Audio quality issues
The AI voice may occasionally produce artifacts like brief pauses or slight pronunciation irregularities. Regenerating a chapter with the same or different voice often improves the result.
Custom voice doesn't sound like me
AI voice cloning from a short clip produces an approximation of your voice, not a perfect copy. For best results, use a longer recording (up to 60 seconds) in a quiet environment. The technology is improving rapidly and will get better over time.
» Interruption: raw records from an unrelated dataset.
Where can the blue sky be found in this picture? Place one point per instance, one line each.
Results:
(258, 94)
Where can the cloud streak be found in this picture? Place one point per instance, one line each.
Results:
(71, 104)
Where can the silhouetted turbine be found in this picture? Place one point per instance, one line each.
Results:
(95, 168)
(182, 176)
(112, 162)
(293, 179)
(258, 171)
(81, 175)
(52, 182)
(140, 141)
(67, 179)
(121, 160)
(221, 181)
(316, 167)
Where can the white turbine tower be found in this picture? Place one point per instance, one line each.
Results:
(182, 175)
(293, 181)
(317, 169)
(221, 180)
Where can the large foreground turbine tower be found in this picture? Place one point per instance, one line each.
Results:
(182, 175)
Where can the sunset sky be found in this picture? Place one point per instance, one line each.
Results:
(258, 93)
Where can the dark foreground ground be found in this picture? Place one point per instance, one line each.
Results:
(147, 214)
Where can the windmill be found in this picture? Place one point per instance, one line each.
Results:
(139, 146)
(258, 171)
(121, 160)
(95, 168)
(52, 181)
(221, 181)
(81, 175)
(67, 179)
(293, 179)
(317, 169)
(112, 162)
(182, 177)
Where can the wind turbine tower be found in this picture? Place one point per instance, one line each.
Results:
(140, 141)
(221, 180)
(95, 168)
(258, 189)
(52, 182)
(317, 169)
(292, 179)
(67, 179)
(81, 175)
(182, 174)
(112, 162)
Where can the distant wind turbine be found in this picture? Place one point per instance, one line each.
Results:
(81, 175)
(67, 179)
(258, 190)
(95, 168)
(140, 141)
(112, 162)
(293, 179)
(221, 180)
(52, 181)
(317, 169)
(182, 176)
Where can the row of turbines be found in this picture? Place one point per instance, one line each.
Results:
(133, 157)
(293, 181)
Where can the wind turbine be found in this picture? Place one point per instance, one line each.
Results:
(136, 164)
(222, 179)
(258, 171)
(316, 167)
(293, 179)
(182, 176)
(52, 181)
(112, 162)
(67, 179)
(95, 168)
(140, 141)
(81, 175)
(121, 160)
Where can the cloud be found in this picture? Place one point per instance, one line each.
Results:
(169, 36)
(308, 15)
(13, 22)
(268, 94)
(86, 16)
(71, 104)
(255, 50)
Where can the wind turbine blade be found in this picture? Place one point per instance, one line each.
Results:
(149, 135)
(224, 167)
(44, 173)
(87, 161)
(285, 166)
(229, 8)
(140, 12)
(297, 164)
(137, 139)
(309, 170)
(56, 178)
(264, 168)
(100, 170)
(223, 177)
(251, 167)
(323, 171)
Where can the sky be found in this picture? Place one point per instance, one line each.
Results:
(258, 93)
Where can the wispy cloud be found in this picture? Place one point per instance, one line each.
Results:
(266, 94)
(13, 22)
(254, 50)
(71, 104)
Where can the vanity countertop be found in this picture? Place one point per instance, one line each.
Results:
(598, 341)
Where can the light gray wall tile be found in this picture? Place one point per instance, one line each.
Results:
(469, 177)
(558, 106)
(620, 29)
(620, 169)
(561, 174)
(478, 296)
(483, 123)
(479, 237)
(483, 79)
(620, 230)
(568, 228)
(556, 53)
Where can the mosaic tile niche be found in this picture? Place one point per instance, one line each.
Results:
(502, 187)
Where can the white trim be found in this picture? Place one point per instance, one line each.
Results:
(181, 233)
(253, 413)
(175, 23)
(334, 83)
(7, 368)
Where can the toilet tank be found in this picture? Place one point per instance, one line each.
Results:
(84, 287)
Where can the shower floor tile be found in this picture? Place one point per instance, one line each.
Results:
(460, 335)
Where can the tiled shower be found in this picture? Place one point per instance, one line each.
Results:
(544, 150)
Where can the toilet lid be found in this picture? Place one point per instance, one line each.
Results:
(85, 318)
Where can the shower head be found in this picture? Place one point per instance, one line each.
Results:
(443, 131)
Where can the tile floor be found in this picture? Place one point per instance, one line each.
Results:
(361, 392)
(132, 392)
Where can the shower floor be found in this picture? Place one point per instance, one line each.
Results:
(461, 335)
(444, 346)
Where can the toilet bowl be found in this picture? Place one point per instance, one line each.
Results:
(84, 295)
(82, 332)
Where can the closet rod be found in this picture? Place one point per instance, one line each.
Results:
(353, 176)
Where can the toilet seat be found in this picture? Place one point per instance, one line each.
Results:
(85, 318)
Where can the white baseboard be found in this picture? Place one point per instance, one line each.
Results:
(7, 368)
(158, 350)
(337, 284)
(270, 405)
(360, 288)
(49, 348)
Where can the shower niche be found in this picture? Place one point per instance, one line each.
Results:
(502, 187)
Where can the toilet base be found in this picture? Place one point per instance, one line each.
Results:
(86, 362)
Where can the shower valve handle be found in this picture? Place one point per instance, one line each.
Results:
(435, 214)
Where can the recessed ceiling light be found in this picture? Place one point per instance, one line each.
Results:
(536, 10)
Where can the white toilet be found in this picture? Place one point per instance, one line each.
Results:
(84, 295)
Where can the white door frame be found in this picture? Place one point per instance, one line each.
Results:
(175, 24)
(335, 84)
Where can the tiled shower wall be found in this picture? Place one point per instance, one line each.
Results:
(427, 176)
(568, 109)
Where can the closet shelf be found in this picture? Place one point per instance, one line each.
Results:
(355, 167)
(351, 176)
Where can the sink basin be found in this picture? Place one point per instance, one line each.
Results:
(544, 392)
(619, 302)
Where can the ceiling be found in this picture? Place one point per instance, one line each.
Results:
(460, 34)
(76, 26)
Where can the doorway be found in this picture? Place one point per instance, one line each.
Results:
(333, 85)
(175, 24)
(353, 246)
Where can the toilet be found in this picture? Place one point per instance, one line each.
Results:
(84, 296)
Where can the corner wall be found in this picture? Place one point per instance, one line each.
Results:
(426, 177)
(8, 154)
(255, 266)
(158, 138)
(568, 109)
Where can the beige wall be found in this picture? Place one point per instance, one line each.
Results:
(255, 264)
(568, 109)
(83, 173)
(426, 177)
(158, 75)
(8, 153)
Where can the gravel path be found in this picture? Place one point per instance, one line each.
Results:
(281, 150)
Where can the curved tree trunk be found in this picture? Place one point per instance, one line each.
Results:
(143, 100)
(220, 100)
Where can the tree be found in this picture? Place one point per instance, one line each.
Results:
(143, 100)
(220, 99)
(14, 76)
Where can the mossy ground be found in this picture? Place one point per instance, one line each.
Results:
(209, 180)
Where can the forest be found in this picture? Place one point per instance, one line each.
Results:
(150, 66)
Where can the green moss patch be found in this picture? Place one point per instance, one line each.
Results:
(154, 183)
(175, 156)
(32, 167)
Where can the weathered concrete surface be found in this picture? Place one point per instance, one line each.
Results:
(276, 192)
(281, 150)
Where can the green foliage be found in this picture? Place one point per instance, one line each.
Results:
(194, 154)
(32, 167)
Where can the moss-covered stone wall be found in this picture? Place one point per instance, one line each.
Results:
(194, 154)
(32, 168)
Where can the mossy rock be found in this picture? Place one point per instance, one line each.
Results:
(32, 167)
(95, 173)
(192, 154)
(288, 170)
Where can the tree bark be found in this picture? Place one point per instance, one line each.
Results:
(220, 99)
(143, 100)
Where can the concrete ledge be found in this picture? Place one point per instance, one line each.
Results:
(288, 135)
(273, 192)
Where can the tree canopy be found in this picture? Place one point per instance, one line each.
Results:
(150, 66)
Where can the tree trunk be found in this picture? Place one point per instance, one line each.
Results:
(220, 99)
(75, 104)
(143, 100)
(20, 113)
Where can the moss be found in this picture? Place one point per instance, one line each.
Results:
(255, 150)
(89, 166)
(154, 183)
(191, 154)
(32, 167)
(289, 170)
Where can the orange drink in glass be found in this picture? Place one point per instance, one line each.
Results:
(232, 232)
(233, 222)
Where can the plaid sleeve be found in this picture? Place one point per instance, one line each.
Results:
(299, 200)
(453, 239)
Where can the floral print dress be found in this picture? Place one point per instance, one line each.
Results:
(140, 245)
When edits in the Workspace affect existing audio
The audiobook is generated per chapter — each chapter becomes one TTS file that's saved against its chapter ID. If you edit a chapter's text after generating its audio, the audio doesn't auto-update. Here's what happens for each kind of edit:
| What you change in the Workspace | What happens to existing audio | What to do |
|---|---|---|
| Reorder sections within a chapter (drag the grip handle in the sidebar) | Audio still plays — it stays attached to that chapter — but the spoken order now matches the OLD section order, not the edited one. | Regenerate that chapter if you want the audio to match. |
| Combine adjacent sections (⋯ → "Combine with section above/below") | Audio still plays. The two sections were probably read with a small natural pause between paragraphs in the original audio — that pause stays. Content is unchanged. | Optional regenerate for perfect rhythm match; not required. |
| Delete a section | Audio still plays — and it still includes the now-deleted section's narration. | Regenerate the chapter so the deleted text isn't read aloud. |
| Reorder chapters (drag a chapter handle) | Each chapter's audio is unchanged. The audiobook player simply plays chapters in the new order — which is what you wanted when you reordered. | ✅ Nothing to do. |
| Edit section content in the editor | Audio still plays the OLD text. | Regenerate the chapter when you're happy with the new text. |
Rule of thumb: any edit within a chapter (text, section order, section count) leaves that chapter's audio stale until you regenerate. Edits between chapters (reorder) are free.